Efficient Volumetric Segmentation Method
Dumitru Dan Burdescu, Liana Stanescu, Marius Brezovan, Cosmin Stoica Spahiu
Citation: Proceedings of the 2014 Federated Conference on Computer Science and Information Systems, M. Ganzha, L. Maciaszek, M. Paprzycki (eds). ACSIS, Vol. 2, pages 659–668 (2014)
Abstract. In this paper we extend our previous work for planar images by adding a new step in the volumetric segmentation algorithm that allows us to determine regions closer to it. There are huge of papers for planar images and segmentation methods and most of them are graph-based for planar images and very few papers for volumetric segmentation methods.

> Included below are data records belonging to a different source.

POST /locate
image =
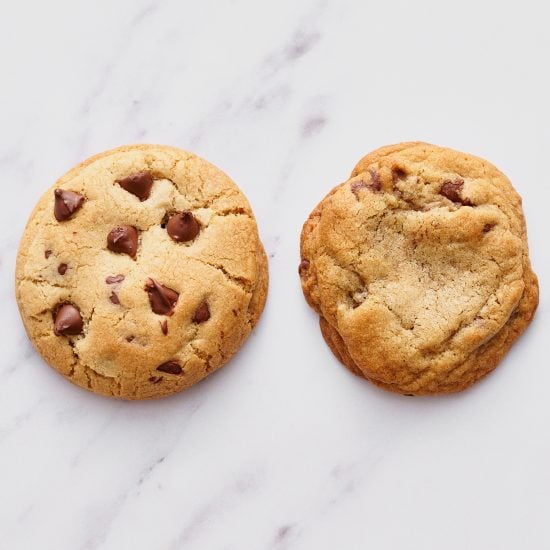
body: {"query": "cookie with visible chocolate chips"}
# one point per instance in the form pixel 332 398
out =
pixel 141 272
pixel 419 270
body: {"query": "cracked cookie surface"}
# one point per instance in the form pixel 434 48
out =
pixel 418 267
pixel 141 272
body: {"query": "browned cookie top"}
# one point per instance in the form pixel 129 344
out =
pixel 419 267
pixel 140 272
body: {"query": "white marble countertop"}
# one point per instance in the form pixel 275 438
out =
pixel 283 448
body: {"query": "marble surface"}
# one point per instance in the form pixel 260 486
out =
pixel 282 449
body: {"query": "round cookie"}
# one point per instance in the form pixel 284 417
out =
pixel 141 272
pixel 418 268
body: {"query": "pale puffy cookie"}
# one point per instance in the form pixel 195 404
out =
pixel 141 272
pixel 418 267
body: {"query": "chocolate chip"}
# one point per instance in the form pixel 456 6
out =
pixel 123 239
pixel 303 267
pixel 68 321
pixel 453 189
pixel 356 186
pixel 183 227
pixel 112 279
pixel 375 184
pixel 163 300
pixel 66 204
pixel 171 367
pixel 202 313
pixel 139 184
pixel 397 173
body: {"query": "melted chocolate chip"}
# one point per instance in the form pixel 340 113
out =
pixel 356 186
pixel 183 227
pixel 68 321
pixel 66 204
pixel 453 189
pixel 163 300
pixel 112 279
pixel 397 174
pixel 375 184
pixel 123 239
pixel 202 313
pixel 170 367
pixel 139 184
pixel 303 267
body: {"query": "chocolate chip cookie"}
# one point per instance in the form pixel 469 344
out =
pixel 418 268
pixel 141 272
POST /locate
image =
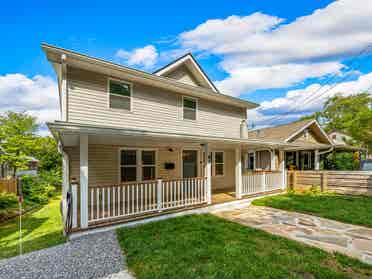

However, even if image segmentation is a heavily researched field, extending the algorithms to spatial has been proven not to be an easy task. A true volumetric segmentation remains a difficult problem to tackle due to the complex nature of the topology of spatial objects, the huge amount of data to be processed and the complexity of the algorithms that scale with the new added dimension. The problem of partitioning images into homogenous regions or semantic entities is a basic problem for identifying relevant objects. Visual segmentation is related to some semantic concepts because certain parts of a scene are pre-attentively distinctive and have a greater significance than other parts. A number of approaches to segmentation are based on finding compact regions in some feature space. A recent technique using feature space regions first transforms the data by smoothing it in a way that preserves boundaries between regions. The key to the whole own algorithm of volumetric segmentation is the honeycomb cells. The pre-processing module is used mainly to blur the initial RGB spatial image in order to reduce the image store and to make algorithms to be efficient. Then the volumetric segmentation module creates virtual cells of prisms with tree-hexagonal structure defined on the set of the image voxels of the input spatial image and a volumetric grid graph having tree-hexagons as cells of vertices. Early graph-based methods use fixed thresholds and local measures in finding a volumetric segmentation.